Was waren das für Zeiten! »Ulbricht, Ulbricht«, skandierten junge Ägypter in Kairo. Solchen Empfang hat der Staatsratsvorsitzende zu Hause kaum erlebt. Gamal Abdel Nasser lud ihn 1965 ein, zum Ärgernis der Bonner Regierung, deren Hallstein-Doktrin jegliche Kontakte zur DDR als einen »feindlichen Akt« wertete. Ostdeutschen dürfte bei den Filmsequenzen ein Witz in den Sinn kommen, den damals der Volksmund gebar: Ulbricht wird in Kairo frenetisch bejubelt: »Gammel-Walter, Nasser-Ulbricht!«

DDR-Bürgern werden viele Bilder vertraut sein, die der mdr am Sonntag zu bester Sendezeit ausstrahlt. Beispielsweise Walter und Lotte beim Tischtennis. »Jedermann an jedem Ort - einmal in der Woche Sport«, gab Ulbricht 1959 vor. Die Auftakt-Doku der neuen, nun schon 17. Staffel der »Geschichte Mitteldeutschlands« zeigt auch viele wenig oder unbekannte Aufnahmen. Es geht nicht um den langjährigen Ersten Mann im Staate, der 1971 mit Moskauer Segen gestürzt wurde, sondern um dessen Gattin, die mehr war als die Frau an seiner Seite. Und es geht um Tochter Beate. Der Film versucht zu ergründen, warum deren Verhältnis am Ende hoffnungslos zerrüttet und zerstört war, wie Beate 1991 in einem Interview beklagte. War Lotte die böse Fee in einem Schauermärchen? Warum endete die Adoption in einer Tragödie? Lotte war anfangs fest überzeugt, das »liebenswerte Kind zu einem wertvollen Glied der neuen Gesellschaft« erziehen zu können. Am Ende sprachen Mutter und Tochter kein Wort miteinander.

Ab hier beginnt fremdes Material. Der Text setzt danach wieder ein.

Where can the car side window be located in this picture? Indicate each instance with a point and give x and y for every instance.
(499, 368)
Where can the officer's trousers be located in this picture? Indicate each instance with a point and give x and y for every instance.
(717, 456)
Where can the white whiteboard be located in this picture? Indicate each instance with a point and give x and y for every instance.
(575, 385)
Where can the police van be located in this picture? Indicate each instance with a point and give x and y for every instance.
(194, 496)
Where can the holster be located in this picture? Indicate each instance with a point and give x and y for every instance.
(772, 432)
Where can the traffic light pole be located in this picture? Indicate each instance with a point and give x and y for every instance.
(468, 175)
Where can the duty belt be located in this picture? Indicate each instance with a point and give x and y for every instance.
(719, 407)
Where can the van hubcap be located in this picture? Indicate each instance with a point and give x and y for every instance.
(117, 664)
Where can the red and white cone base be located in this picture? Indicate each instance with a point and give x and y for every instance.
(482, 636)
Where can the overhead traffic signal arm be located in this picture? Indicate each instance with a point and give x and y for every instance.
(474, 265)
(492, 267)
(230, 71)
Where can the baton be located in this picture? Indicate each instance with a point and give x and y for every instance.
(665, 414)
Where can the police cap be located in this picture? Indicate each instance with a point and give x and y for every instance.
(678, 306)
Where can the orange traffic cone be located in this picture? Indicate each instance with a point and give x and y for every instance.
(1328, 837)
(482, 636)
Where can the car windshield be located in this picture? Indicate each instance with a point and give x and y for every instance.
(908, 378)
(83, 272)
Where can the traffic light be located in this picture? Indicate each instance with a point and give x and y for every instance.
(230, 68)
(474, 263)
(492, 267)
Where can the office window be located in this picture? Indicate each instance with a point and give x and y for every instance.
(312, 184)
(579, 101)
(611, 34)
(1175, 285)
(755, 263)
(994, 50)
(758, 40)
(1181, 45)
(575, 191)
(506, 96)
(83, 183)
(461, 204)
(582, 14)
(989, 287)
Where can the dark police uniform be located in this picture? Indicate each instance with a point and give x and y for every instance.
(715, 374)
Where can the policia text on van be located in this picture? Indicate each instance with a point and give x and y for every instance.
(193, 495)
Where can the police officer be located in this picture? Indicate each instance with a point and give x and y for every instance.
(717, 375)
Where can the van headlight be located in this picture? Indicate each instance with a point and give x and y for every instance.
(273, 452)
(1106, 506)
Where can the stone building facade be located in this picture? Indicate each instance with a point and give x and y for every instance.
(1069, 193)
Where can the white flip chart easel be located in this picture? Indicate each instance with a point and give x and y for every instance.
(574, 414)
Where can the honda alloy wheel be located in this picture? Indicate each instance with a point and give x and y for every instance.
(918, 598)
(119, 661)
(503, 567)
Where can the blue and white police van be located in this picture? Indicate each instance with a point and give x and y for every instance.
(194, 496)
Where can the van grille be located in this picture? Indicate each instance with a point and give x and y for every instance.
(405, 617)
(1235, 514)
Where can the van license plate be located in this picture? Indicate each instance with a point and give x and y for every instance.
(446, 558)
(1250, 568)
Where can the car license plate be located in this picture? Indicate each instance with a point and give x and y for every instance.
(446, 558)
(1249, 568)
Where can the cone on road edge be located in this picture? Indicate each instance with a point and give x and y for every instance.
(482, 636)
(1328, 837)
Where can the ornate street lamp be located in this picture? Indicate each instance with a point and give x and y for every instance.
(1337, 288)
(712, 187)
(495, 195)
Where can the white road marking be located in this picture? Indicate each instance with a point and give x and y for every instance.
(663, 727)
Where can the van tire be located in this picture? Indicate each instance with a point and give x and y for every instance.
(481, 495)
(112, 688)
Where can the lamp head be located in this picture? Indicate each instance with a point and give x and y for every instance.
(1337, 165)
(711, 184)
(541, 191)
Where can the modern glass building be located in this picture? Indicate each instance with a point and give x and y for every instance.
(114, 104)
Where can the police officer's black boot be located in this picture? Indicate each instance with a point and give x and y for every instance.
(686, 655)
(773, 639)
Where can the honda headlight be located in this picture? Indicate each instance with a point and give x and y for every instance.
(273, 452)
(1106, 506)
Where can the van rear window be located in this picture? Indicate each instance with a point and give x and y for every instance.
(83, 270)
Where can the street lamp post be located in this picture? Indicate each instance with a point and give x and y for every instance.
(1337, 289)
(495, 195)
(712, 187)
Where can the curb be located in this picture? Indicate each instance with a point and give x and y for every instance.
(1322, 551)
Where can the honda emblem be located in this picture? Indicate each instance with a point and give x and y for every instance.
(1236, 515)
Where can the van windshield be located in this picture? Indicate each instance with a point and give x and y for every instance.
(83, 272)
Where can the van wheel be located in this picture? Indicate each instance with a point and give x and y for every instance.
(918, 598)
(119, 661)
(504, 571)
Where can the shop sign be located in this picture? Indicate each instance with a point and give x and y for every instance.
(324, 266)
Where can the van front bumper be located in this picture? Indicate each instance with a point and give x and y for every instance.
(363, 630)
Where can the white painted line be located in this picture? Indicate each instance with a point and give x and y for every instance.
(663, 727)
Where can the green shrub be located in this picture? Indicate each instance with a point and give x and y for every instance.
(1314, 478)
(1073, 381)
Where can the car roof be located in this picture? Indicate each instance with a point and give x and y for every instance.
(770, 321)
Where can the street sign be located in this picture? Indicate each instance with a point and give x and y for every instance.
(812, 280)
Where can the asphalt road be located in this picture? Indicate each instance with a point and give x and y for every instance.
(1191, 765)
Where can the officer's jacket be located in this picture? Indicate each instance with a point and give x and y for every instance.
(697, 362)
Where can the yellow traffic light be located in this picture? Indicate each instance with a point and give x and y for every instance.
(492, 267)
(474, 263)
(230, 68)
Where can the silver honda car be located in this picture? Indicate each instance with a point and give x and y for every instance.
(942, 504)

Auf der Suche nach Antworten begab sich das TV-Team zurück in das Jahr 1935. Lotte Kühn, damals noch liiert mit Erich Wendt, der alsbald in die Mühlen Stalinscher Repressalien geriet, ist in Moskau mit der Vorbereitung des VII. Weltkongresses der Komintern betraut. Da klopft es an ihrer Zimmertür im Hotel »Lux«. Walter Ulbricht bittet um ein paar Krümel Tee. Es habe sofort gefunkt, erinnert sich Lotte später. Man verabredet sich zum Eislaufen. Lotte korrigiert Walters unbeholfenen Stil, »so dass wir zum Schluss sehr schön zusammen holländern konnten«.

Warum hat das vielbeschäftigte Funktionärspaar ein Kind adoptiert? Stefan Wolle widerspricht der Journalistin Anna Messner, die vor fast einem Vierteljahrhundert mit der arbeits- und mittellosen, schwer akoholkranken Beate sprach und politische Absichten hinter der angestrebten Vater-Mutter-Kind-Idylle vermutet. Der Historiker konzediert Walter und Lotte Ulbricht, wahrhaft ein normales Familienleben, privates Glück erhofft zu haben. Dass ihnen dies letztlich nicht beschieden war, mag in Moskauer Jahren angelegt gewesen sei, als Disziplin und Härte auch auch gegenüber sich selbst angesagt und Mitgefühl gefährlich war. Doch jeder schaue und urteile selbst. Wem die durch den Sender mit dem seit dem Oder-Neiße-Friedensvertrag und spätestens seit der Neuen Ostpolitik unpassenden, ja revanchistisch anmutenden Namen »Mitteldeutschland« vermittelten Informationen ungenügend oder einseitig erscheinen, der sei auf die Erinnerungen »Lotte Ulbricht - Mein Leben. Selbstzeugnisse, Briefe und Dokumente« (Das Neue Berlin, 2003) verwiesen.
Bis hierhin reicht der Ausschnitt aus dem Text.